Tirando a hipótese de a inicial não ser recebida ou da
assembleia anuir ao pedido de desistência formulado pelo empresário em crise,
ou o devedor obtém o benefício ou será decretada a sua quebra. Esse jogo de tudo
ou nada tem feito com que muitos empresários deixem passar o ponto ideal
para pleitear a recuperação e, quando o fazem, já não mais são viáveis,
infelizmente.
A própria apresentação do plano em 60 dias, sem um contato
prévio com os credores, têm prejudicado as recuperações. O ideal seria que,
antes de sua apresentação, credores e devedor tivessem um contato prévio, quem
sabe com a convocação de representantes de grupos de credores (empregados,
fornecedores e instituições financeiras).
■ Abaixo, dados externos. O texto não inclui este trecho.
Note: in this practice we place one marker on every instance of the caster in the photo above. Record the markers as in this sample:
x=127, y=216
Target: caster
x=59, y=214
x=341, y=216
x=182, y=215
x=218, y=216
É claro que o problema da eficácia da recuperação
judicial, criada pela Lei 11.101/2005, não é tão simples assim, não quis, com o
presente artigo, reduzir a sua complexidade, pelo contrário. A ideia foi apenas
apontar alguns equívocos na utilização do instrumento da recuperação, assim
como alguns pontos a serem repensados pelo legislador.
[1] Aqui escrevi
um pouco a respeito das características da recuperação judicial e das inovações
trazidas pela Lei 11.101/2005.
[2] “Art. 52. Estando em termos a
documentação exigida no art. 51 desta Lei, o juiz deferirá o processamento da
recuperação judicial e, no mesmo ato:
I – nomeará o administrador judicial, observado o disposto no art. 21 desta
Lei;
II – determinará a dispensa da apresentação de certidões negativas para que o
devedor exerça suas atividades, exceto para contratação com o Poder Público ou
para recebimento de benefícios ou incentivos fiscais ou creditícios, observando
o disposto no art. 69 desta Lei;
III – ordenará a suspensão de todas as ações ou execuções contra o devedor, na
forma do art. 6o desta Lei, permanecendo os respectivos autos no juízo onde se
processam, ressalvadas as ações previstas nos §§ 1o, 2o e 7o do art. 6o desta
Lei e as relativas a créditos excetuados na forma dos §§ 3o e 4o do art. 49
desta Lei;
IV – determinará ao devedor a apresentação de contas demonstrativas mensais
enquanto perdurar a recuperação judicial, sob pena de destituição de seus
administradores;
V – ordenará a intimação do Ministério Público e a comunicação por carta às
Fazendas Públicas Federal e de todos os Estados e Municípios em que o devedor
tiver estabelecimento.
§ 1o O juiz ordenará a expedição de edital, para publicação no órgão oficial,
que conterá:
I – o resumo do pedido do devedor e da decisão que defere o processamento da
recuperação judicial;
II – a relação nominal de credores, em que se discrimine o valor atualizado e a
classificação de cada crédito;
III – a advertência acerca dos prazos para habilitação dos créditos, na forma
do art. 7o, § 1o, desta Lei, e para que os credores apresentem objeção ao plano
de recuperação judicial apresentado pelo devedor nos termos do art. 55 desta
Lei.”
[3] Lembrando que, não sendo o plano
objetado, não será convocada a assembleia-geral e os autos são remetidos ao
magistrado para homologação ou não do plano.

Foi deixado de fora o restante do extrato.